Baliosus parvulus

Scientific classification
- Kingdom: Animalia
- Phylum: Arthropoda
- Clade: Pancrustacea
- Class: Insecta
- Order: Coleoptera
- Suborder: Polyphaga
- Infraorder: Cucujiformia
- Family: Chrysomelidae
- Genus: Baliosus
- Species: B. parvulus
- Binomial name: Baliosus parvulus (Chapuis, 1877)
- Synonyms: Uroplata (Uroplata) parvulus Chapuis, 1877;

= Baliosus parvulus =

- Genus: Baliosus
- Species: parvulus
- Authority: (Chapuis, 1877)
- Synonyms: Uroplata (Uroplata) parvulus Chapuis, 1877

Species of beetle

Baliosus parvulus is a species of beetle of the family Chrysomelidae.
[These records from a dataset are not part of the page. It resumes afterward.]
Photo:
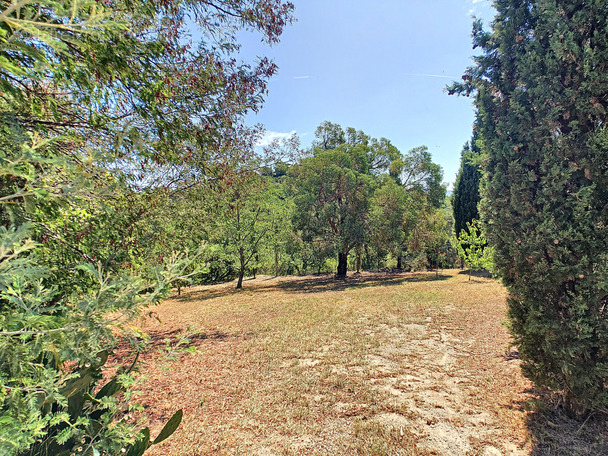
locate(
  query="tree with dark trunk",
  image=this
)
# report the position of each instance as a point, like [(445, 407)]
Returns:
[(540, 90)]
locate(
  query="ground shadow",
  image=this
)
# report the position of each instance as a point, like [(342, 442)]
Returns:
[(313, 284), (553, 432), (163, 341), (480, 274)]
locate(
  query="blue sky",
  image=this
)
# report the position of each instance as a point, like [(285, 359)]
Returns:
[(380, 67)]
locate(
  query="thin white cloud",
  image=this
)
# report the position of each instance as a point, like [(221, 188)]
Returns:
[(269, 136)]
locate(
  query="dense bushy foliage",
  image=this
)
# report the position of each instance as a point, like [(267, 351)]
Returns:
[(102, 105), (466, 196), (540, 87)]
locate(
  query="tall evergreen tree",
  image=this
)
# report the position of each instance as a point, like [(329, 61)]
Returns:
[(540, 89), (466, 188)]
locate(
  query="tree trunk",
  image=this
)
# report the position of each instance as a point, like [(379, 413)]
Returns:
[(342, 265), (276, 262), (239, 284)]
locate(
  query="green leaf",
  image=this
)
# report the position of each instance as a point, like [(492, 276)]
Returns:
[(170, 427)]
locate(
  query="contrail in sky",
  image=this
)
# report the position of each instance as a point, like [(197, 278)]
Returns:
[(431, 75)]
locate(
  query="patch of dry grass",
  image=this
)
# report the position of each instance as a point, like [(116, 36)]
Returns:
[(379, 364)]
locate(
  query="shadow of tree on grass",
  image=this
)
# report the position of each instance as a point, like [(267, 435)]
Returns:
[(313, 284)]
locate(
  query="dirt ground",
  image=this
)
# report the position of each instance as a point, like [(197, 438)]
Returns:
[(378, 364)]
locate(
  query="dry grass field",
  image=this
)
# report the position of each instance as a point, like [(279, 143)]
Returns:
[(378, 364)]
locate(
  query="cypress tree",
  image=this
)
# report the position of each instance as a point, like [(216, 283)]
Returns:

It is found in Argentina, Brazil (Bahia, Matto Grosso, Rio Grande do Sul, Rio de Janeiro, São Paulo, Pernambuco) and Paraguay.

==Biology==
This species has been found feeding on Meibomia axillaries, Cordia polystachya, Cordia salicifolia, Vernonia sororia, Urtica species, Olyra species and Platymenia foliosa.